Sur l’exécution provisoire
En application de l’article 514 du Code de procédure civile, applicable aux instances introduites à compter du 1er janvier 2020, les décisions de première instance sont de droit exécutoires à titre provisoire à moins que la loi ou la décision rendue n’en dispose autrement.
Aucune disposition légale ou circonstance d’espèce ne commande de faire exception au principe posé par l’article 514 du Code de procédure civile.

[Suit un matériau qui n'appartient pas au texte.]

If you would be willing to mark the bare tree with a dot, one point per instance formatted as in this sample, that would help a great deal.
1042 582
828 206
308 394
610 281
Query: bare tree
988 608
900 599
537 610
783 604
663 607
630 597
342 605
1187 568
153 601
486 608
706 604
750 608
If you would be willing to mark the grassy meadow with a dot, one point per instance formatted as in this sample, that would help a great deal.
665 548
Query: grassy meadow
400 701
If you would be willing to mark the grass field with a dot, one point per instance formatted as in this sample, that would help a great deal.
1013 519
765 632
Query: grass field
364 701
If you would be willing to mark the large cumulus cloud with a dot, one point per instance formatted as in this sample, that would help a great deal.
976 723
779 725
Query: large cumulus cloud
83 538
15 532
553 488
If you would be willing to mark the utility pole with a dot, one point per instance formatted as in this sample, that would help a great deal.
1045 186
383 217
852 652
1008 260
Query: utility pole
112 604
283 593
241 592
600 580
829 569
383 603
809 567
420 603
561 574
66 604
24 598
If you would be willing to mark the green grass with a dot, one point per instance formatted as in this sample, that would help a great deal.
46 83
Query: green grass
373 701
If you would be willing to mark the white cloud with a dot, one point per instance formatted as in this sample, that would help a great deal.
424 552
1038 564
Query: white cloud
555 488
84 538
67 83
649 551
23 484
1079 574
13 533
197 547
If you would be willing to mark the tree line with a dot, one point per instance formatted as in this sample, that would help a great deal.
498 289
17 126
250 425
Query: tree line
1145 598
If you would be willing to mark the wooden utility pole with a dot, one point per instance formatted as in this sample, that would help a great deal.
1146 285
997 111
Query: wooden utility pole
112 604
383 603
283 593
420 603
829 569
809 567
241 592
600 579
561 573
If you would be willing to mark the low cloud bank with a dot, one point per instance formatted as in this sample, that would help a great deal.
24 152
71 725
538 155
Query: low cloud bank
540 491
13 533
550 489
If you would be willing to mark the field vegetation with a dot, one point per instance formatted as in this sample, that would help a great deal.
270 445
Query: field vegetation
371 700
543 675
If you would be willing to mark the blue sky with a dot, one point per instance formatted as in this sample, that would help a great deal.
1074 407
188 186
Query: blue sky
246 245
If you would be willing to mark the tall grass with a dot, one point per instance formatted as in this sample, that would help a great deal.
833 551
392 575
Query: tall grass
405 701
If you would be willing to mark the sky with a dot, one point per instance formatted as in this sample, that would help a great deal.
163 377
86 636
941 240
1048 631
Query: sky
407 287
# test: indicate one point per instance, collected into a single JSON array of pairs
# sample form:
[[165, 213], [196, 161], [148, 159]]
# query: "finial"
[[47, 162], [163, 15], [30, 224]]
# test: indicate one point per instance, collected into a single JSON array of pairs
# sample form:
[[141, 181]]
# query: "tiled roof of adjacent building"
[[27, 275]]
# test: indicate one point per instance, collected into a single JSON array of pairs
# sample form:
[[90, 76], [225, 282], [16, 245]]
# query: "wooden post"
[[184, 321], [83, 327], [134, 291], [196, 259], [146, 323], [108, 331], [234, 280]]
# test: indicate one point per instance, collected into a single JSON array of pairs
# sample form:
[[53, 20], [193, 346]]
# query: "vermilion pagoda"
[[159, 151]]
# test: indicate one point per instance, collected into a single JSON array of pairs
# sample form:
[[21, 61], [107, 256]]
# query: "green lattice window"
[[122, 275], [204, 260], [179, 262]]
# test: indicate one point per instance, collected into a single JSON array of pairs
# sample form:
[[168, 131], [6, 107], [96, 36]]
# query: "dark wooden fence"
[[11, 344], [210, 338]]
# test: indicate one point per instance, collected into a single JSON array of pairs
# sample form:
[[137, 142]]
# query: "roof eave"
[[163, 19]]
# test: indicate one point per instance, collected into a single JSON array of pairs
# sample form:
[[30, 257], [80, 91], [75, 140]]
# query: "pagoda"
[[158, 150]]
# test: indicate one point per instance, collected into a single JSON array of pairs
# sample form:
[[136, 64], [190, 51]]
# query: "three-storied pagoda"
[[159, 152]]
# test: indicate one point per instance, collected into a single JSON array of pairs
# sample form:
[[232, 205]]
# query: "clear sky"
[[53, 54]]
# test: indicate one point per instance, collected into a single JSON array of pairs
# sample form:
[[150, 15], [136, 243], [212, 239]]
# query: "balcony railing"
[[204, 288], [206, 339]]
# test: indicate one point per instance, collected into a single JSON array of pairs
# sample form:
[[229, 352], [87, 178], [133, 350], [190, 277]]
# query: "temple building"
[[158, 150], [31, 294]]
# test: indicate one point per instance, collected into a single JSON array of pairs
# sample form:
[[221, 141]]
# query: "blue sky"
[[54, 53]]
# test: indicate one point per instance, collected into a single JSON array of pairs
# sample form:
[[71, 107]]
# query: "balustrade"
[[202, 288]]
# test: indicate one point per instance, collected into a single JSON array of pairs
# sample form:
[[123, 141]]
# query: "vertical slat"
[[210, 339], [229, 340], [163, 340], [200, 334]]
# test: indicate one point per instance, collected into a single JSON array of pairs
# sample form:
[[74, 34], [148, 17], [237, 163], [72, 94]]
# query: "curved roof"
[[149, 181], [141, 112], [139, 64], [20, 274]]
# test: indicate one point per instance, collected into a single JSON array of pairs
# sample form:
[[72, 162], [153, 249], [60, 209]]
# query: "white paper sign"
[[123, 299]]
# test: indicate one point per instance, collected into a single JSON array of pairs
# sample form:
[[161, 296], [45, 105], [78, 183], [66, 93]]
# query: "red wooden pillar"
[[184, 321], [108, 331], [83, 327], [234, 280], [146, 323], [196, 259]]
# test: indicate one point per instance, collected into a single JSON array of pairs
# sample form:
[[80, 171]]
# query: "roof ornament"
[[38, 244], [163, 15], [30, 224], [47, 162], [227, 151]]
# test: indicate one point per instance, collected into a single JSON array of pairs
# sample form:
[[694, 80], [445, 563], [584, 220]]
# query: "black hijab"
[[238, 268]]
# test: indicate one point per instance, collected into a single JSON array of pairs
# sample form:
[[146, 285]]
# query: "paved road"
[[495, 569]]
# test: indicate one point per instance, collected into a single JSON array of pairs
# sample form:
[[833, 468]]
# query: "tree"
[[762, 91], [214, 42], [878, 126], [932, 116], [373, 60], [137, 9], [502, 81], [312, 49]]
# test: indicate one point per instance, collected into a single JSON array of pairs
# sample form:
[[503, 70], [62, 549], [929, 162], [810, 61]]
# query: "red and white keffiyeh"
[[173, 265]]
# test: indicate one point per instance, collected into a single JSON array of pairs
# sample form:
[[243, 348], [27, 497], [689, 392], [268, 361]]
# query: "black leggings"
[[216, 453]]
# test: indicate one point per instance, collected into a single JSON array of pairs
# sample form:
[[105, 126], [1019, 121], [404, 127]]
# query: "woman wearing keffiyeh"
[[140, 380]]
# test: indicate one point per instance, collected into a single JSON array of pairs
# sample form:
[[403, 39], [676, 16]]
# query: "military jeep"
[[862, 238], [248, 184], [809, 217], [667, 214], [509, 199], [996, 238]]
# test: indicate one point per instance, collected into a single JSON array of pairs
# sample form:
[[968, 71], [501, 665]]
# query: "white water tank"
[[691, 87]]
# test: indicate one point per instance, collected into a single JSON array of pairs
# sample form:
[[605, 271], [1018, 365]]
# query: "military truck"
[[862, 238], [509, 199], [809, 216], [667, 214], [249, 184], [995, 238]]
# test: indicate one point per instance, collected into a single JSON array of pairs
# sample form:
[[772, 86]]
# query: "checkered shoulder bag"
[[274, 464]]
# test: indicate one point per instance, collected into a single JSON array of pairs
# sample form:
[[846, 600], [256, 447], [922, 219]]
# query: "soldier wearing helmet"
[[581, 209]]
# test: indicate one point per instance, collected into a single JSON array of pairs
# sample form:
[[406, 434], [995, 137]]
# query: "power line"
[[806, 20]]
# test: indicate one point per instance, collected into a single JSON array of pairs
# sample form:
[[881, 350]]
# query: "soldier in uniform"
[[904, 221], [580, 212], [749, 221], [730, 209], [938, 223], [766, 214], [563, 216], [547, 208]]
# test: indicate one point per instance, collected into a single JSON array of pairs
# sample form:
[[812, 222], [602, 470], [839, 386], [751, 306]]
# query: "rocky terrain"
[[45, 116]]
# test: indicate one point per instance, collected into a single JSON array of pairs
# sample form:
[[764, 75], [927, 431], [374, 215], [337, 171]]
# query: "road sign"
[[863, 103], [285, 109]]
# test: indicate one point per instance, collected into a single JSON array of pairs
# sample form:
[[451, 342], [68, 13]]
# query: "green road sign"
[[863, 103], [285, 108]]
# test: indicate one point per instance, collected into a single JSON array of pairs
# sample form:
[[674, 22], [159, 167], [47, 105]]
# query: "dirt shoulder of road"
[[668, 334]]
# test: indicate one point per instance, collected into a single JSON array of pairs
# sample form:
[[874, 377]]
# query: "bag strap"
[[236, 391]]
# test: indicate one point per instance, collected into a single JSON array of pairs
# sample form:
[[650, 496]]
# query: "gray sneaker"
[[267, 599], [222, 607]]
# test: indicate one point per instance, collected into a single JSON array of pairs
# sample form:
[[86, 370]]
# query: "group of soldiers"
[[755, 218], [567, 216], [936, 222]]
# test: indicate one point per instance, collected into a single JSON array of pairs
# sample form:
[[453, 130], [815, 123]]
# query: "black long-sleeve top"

L’exécution provisoire sera par conséquent constatée au terme du présent jugement.
PAR CES MOTIFS
Le Juge des contentieux de la protection, statuant publiquement par mise à disposition au greffe, par jugement contradictoire rendu en premier ressort,
CONSTATE, à compter du 1er mai 2025, la résiliation du contrat de bail consenti par Madame [D] [Z] à Monsieur [P] [L], le 19 septembre 2020, sur l’immeuble situé [Adresse 3] – 1er étage – à [Localité 11] ;
En conséquence,
ORDONNE l’expulsion de Monsieur [P] [L] ;
DIT qu’à défaut pour Monsieur [P] [L] d’avoir libéré les lieux deux mois après la signification d’un commandement d’avoir à quitter les lieux, il sera procédé à son expulsion et à celle de tous occupants de son chef, au besoin avec le concours de la force publique et l’assistance d’un serrurier, et au transport des meubles laissés dans les lieux aux frais de l’expulsée dans tel garde meuble qu’il plaira au bailleur ;
CONDAMNE Monsieur [P] [L] à payer à Madame [D] [Z] une indemnité d’occupation égale au montant du loyer qui aurait été dû en cas de non résiliation du bail, à compter de la résiliation et jusqu’à libération effective des lieux ;
DIT que l’indemnité d’occupation sera réévaluée chaque année, à la date anniversaire de la résiliation du contrat de bail, en fonction de l’indice de référence des loyers publié par l’INSEE à cette date, le taux de référence étant celui du mois en cours au jour de la résiliation ;
CONDAMNE Monsieur [P] [L] à verser à Madame [D] [Z] la somme de 7.800 euros correspondant aux loyers, charges et indemnités d’occupation dus au 17 décembre 2025, avec intérêts au taux légal à compter du 31 mars 2025 sur la somme de 4.680 euros, et à compter du présent jugement pour le surplus ;
CONDAMNE Monsieur [P] [L] à verser à Madame [D] [Z] la somme de 500 euros au titre de l’article 700 du Code de procédure civile ;
CONDAMNE Monsieur [P] [L] aux dépens d’instance et d’exécution, qui comprendront notamment le coût du commandement de payer du 31 mars 2025, de l’assignation et des notifications à la préfecture ;
CONSTATE l’exécution provisoire de la présente décision ;
REJETTE toutes autres demandes plus amples ou contraires des parties ;
DIT que la présente décision sera transmise au préfet de la [Localité 9]-Atlantique ;
RAPPELLE qu’en application de l’article L. 441-2-3 du Code de la construction et de l’habitation, la commission départementale de conciliation des baux d’habitation, Direction départementale de l’emploi, du travail et des solidarités (DDETS) – [Adresse 1], peut être saisie sans condition de délai lorsque le demandeur, de bonne foi, est dépourvu de logement ou menacé d’expulsion sans relogement, afin d’étudier les possibilités de relogement.
En foi de quoi le présent jugement a été signé par la présidente et la greffière qui a assisté au prononcé.